Powrotnie przez Kraków
Środa, 31 lipca 2013 Kategoria c) Gryfny klank [300-499km]
Km: | 308.10 | Km teren: | 0.00 | Czas: | 12:15 | km/h: | 25.15 |
Pr. maks.: | 63.00 | Temperatura: | 25.0°C | HRmax: | HRavg | ||
: | kcal | Podjazdy: | m | Sprzęt: Haibike Speed RC | Aktywność: Jazda na rowerze |
Wczoraj cały dzień praktycznie deszczowy, dziś ma być pogodnie, więc wracam z mego 3-dniowego pobytu w górach do domu. I jednocześnie zamierzam odwiedzić ponownie po drodze, po dwóch latach, Kraków. Polubiłem to miasto od pierwszego pojawienia się w nim :) 2 lata temu było to miejsce najdalszej wycieczki rowerowej od domu. Sentyment.
Wstaję po 8-mej i się pakuję. O 9:30 jest dopiero śniadanie; trochę późno jak na wyjazd, ale możliwość najedzenia się wszystko rekompensuje :P Płatki i chleb z dżemem do oporu. Z pozostałego pieczywa robię kanapki na drogę. Wyjeżdżam o 10:25. Pogoda słoneczna, mało chmur, jakieś 27' :) Pierwsze kilometry ciągle w dół. Potem chopki z jednym, większym podjazdem. Wyjeżdżając z Ropy - średnia prawie 28 0.o
Ale od razu po wjeździe na DK28 zaczyna się z 4-5km podjazdu i średnia spada do 24... Potem zjazd i ponad 25 średniej. Zjeżdżam na wojewódzką 981 w kierunku Tarnowa. Ogólnie w dalekich trasach nie preferuję wojewódzkich szlaków, ale ta droga jest w sumie w porządku. Później jadę DW980, chwilowo DK 75 i DW966 prowadzącą prosto do Wieliczki. Ale ta droga to już istna tragedia. W większości tragiczny asfalt albo połatane dziury. Równiutka nawierzchnia to może 5% całej DW966... Nie dziwi mnie to, że był na niej praktycznie zerowy ruch - kierowcy wolą jechać krajową na Kraków - ciut dłużej, ale przynajmniej równą drogą.
Teren nadal pagórkowaty, głównie zjazdy i podjazdy. Ale jeden zjazd jest warty ''zapamiętania'' - 15%! Nawierzchnia o dziwo w nienagannym stanie, więc chyba mam okazję na 80km\h! I co? 60 z groszami... Bezsens.
Przed Wieliczką jeszcze kilka podjazdów, zjazdów. Ale już w drodze na Kraków teren się ''prostuje'', więc i tempo wzrasta zauważalnie :) Jedzie mi się rewelacyjnie, mimo ponad 160km na liczniku.
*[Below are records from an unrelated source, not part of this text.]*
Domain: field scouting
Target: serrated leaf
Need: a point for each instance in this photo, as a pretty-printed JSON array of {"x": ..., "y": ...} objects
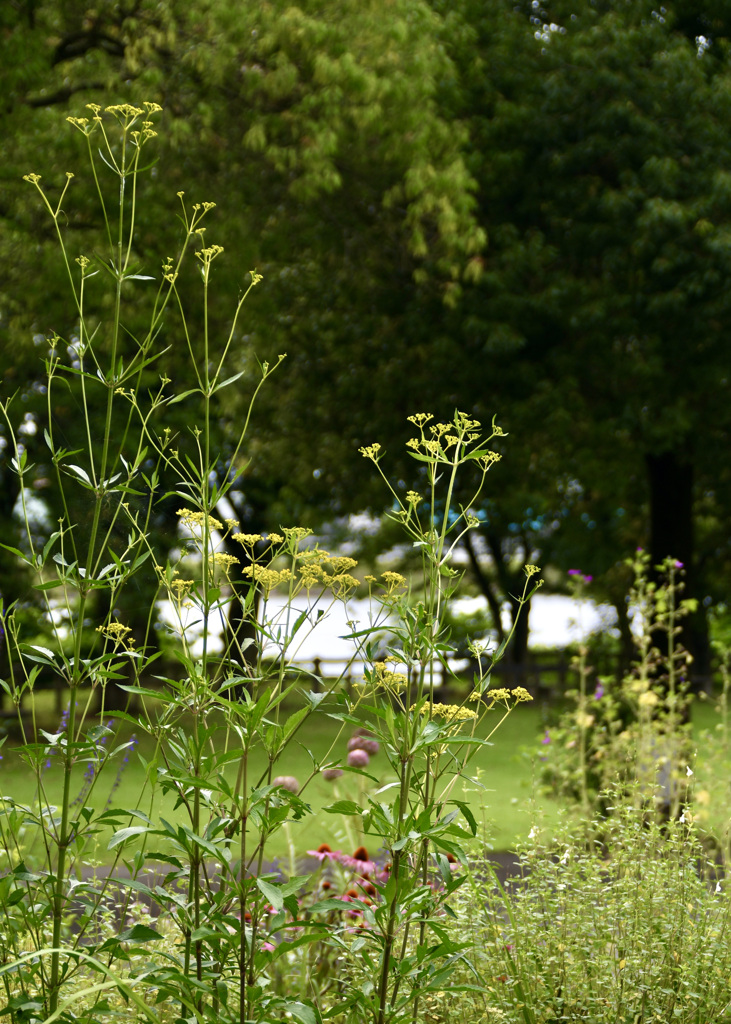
[
  {"x": 125, "y": 834},
  {"x": 343, "y": 807},
  {"x": 140, "y": 933},
  {"x": 272, "y": 893}
]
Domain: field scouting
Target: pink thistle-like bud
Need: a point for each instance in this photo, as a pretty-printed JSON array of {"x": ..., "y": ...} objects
[
  {"x": 367, "y": 743},
  {"x": 358, "y": 758},
  {"x": 324, "y": 852},
  {"x": 288, "y": 782}
]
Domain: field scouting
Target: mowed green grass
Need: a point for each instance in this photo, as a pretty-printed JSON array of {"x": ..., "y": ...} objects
[{"x": 501, "y": 794}]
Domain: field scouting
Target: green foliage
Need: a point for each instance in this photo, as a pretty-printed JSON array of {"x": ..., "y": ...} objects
[
  {"x": 636, "y": 731},
  {"x": 220, "y": 896}
]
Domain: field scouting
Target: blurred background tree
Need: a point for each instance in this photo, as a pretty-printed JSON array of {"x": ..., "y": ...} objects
[{"x": 505, "y": 208}]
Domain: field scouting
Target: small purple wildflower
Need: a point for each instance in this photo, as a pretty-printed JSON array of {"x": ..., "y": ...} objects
[
  {"x": 120, "y": 770},
  {"x": 288, "y": 782}
]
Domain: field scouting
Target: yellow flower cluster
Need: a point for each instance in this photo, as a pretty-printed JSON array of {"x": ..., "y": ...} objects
[
  {"x": 248, "y": 540},
  {"x": 224, "y": 561},
  {"x": 266, "y": 578},
  {"x": 196, "y": 520},
  {"x": 488, "y": 459},
  {"x": 118, "y": 633},
  {"x": 296, "y": 534},
  {"x": 181, "y": 587},
  {"x": 453, "y": 713},
  {"x": 387, "y": 679},
  {"x": 502, "y": 694}
]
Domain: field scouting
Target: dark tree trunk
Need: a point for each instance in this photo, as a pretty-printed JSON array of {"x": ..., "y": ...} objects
[{"x": 672, "y": 536}]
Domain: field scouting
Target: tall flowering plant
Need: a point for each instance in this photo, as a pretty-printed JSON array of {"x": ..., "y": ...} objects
[{"x": 429, "y": 743}]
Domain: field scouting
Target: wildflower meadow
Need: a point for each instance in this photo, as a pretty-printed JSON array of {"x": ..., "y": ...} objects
[{"x": 186, "y": 896}]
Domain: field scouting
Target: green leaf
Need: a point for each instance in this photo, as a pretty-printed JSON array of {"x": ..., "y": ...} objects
[
  {"x": 272, "y": 893},
  {"x": 343, "y": 807},
  {"x": 465, "y": 808},
  {"x": 124, "y": 834},
  {"x": 301, "y": 1012},
  {"x": 140, "y": 933}
]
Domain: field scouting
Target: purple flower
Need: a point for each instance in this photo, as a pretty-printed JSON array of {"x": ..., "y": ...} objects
[
  {"x": 368, "y": 743},
  {"x": 288, "y": 782}
]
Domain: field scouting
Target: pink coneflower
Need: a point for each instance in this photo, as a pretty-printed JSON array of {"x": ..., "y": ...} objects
[
  {"x": 288, "y": 782},
  {"x": 358, "y": 759},
  {"x": 368, "y": 743},
  {"x": 359, "y": 861},
  {"x": 324, "y": 852}
]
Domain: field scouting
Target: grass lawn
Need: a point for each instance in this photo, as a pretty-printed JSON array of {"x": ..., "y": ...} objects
[{"x": 501, "y": 797}]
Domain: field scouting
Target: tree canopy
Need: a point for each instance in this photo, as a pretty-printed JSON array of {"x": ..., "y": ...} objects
[{"x": 513, "y": 209}]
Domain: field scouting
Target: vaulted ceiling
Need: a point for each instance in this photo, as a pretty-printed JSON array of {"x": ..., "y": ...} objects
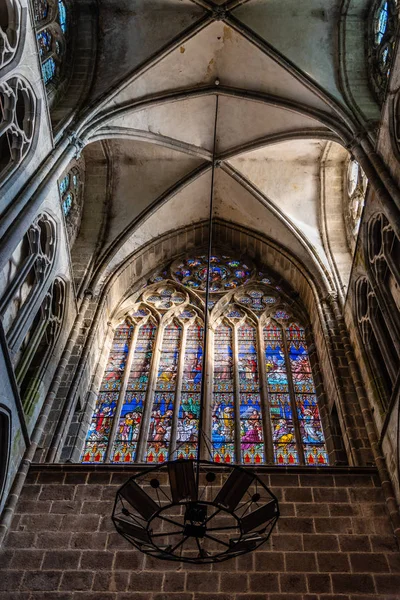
[{"x": 264, "y": 73}]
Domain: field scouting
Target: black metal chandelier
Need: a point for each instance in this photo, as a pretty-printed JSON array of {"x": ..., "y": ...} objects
[{"x": 195, "y": 510}]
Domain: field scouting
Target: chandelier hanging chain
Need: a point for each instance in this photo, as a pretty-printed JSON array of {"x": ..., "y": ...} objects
[{"x": 207, "y": 299}]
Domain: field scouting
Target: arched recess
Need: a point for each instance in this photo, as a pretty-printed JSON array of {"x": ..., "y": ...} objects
[
  {"x": 71, "y": 45},
  {"x": 134, "y": 273},
  {"x": 333, "y": 206},
  {"x": 353, "y": 61}
]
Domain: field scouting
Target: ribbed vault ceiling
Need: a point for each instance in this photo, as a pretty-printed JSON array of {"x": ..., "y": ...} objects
[{"x": 279, "y": 104}]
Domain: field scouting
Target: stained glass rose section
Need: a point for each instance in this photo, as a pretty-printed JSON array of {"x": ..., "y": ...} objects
[{"x": 226, "y": 273}]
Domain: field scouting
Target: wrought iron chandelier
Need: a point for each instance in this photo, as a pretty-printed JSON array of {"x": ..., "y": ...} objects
[{"x": 195, "y": 510}]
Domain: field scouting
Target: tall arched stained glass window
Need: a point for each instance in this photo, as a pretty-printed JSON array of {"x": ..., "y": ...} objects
[
  {"x": 223, "y": 402},
  {"x": 260, "y": 399},
  {"x": 159, "y": 438},
  {"x": 130, "y": 419},
  {"x": 189, "y": 408},
  {"x": 382, "y": 36},
  {"x": 251, "y": 427},
  {"x": 283, "y": 432},
  {"x": 98, "y": 435},
  {"x": 51, "y": 30},
  {"x": 312, "y": 437}
]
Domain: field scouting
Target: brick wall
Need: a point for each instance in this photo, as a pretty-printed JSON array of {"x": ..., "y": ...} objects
[{"x": 333, "y": 541}]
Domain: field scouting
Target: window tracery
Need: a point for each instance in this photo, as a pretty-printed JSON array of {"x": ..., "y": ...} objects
[
  {"x": 17, "y": 123},
  {"x": 356, "y": 183},
  {"x": 39, "y": 343},
  {"x": 10, "y": 30},
  {"x": 383, "y": 24},
  {"x": 24, "y": 275},
  {"x": 52, "y": 29},
  {"x": 148, "y": 405}
]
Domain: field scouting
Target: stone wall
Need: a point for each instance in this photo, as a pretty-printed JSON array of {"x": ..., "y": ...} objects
[{"x": 334, "y": 541}]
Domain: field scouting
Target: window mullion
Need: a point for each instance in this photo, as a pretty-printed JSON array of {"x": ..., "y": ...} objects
[
  {"x": 266, "y": 409},
  {"x": 238, "y": 448},
  {"x": 292, "y": 393},
  {"x": 122, "y": 392},
  {"x": 149, "y": 400},
  {"x": 207, "y": 401},
  {"x": 178, "y": 392}
]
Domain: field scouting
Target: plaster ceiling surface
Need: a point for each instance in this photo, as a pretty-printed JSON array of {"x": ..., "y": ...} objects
[
  {"x": 287, "y": 24},
  {"x": 219, "y": 52},
  {"x": 163, "y": 113},
  {"x": 142, "y": 172}
]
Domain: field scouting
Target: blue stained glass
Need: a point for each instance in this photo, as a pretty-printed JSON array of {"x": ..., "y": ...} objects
[
  {"x": 163, "y": 407},
  {"x": 99, "y": 430},
  {"x": 67, "y": 203},
  {"x": 45, "y": 41},
  {"x": 306, "y": 401},
  {"x": 64, "y": 184},
  {"x": 251, "y": 428},
  {"x": 382, "y": 23},
  {"x": 41, "y": 10},
  {"x": 223, "y": 412},
  {"x": 62, "y": 16},
  {"x": 48, "y": 70},
  {"x": 283, "y": 431}
]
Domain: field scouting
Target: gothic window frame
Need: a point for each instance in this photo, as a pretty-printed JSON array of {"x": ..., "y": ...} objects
[
  {"x": 377, "y": 346},
  {"x": 5, "y": 446},
  {"x": 40, "y": 342},
  {"x": 71, "y": 190},
  {"x": 60, "y": 38},
  {"x": 380, "y": 45},
  {"x": 355, "y": 191},
  {"x": 40, "y": 250},
  {"x": 10, "y": 32},
  {"x": 18, "y": 106},
  {"x": 166, "y": 310}
]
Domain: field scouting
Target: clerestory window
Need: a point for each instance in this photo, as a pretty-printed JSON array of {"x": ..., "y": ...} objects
[{"x": 260, "y": 398}]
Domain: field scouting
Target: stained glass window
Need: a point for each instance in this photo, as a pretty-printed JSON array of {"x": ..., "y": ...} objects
[
  {"x": 227, "y": 273},
  {"x": 384, "y": 24},
  {"x": 124, "y": 449},
  {"x": 251, "y": 427},
  {"x": 312, "y": 436},
  {"x": 51, "y": 29},
  {"x": 283, "y": 431},
  {"x": 159, "y": 437},
  {"x": 223, "y": 403},
  {"x": 62, "y": 16},
  {"x": 261, "y": 406},
  {"x": 69, "y": 189},
  {"x": 41, "y": 10},
  {"x": 100, "y": 427},
  {"x": 189, "y": 409},
  {"x": 49, "y": 70}
]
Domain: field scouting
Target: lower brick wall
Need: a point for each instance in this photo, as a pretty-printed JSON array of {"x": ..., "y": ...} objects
[{"x": 333, "y": 541}]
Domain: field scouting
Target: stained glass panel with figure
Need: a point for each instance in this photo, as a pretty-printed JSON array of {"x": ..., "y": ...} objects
[
  {"x": 130, "y": 420},
  {"x": 159, "y": 437},
  {"x": 98, "y": 435},
  {"x": 189, "y": 409},
  {"x": 283, "y": 431},
  {"x": 223, "y": 411},
  {"x": 251, "y": 427},
  {"x": 306, "y": 400}
]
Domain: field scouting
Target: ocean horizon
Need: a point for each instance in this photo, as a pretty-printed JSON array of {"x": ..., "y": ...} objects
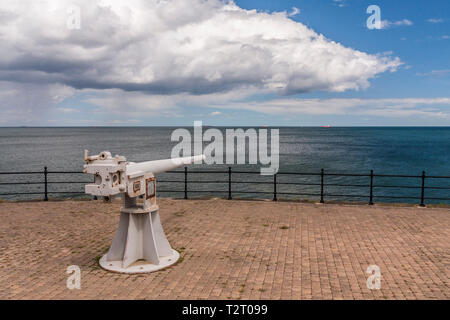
[{"x": 386, "y": 150}]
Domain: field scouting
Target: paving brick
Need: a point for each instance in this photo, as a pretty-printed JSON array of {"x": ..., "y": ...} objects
[{"x": 231, "y": 250}]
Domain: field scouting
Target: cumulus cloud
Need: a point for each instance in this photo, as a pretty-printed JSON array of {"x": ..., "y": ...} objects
[
  {"x": 171, "y": 47},
  {"x": 399, "y": 107},
  {"x": 295, "y": 11},
  {"x": 138, "y": 103}
]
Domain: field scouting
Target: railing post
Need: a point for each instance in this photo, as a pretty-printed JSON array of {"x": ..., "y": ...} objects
[
  {"x": 422, "y": 197},
  {"x": 185, "y": 182},
  {"x": 275, "y": 187},
  {"x": 45, "y": 185},
  {"x": 371, "y": 188},
  {"x": 321, "y": 186},
  {"x": 229, "y": 183}
]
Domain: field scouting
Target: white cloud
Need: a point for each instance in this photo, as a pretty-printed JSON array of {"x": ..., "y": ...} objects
[
  {"x": 402, "y": 107},
  {"x": 385, "y": 24},
  {"x": 175, "y": 47},
  {"x": 295, "y": 11},
  {"x": 140, "y": 103}
]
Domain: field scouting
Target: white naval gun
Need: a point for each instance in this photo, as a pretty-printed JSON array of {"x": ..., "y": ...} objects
[{"x": 139, "y": 244}]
W Krakowie jestem przed 18-stą. Pytam też ludzi, jak dotrzeć na rynek. Od ostatniego razu bycia tutaj już zwyczajnie nie pamiętam.
Chwilę posiedziałem na rynku i czas wracać. Pytam ludzi, jak dojechać na wylotową DK44, na Skawinę. Chyba po godzinie dopiero znajduję się na tej drodze... Zero oznakowań na to miasto! Tragedia! Ale teraz tylko prosto na Mikołów i jestem praktycznie w domu :) Na przystanku jeszcze jem pól chleba i 3 batony. Ogólnie nie czuję zmęczenia, baaa - mam już prawie 190km przejechane i zamierzam zwiększyć tempo! :D Tu już gór nie ma :P To oryginale siodełko jest fatalne na długie trasy. Ze Skawiny na Tychy pół dystansu jechałem na stojąco. Szybkim tempem to się nawet fajnie i wygodnie tak jechało :>
W Tychach postój na stacji przy Tyskim browarze. Jem resztę chleba i 2 batony.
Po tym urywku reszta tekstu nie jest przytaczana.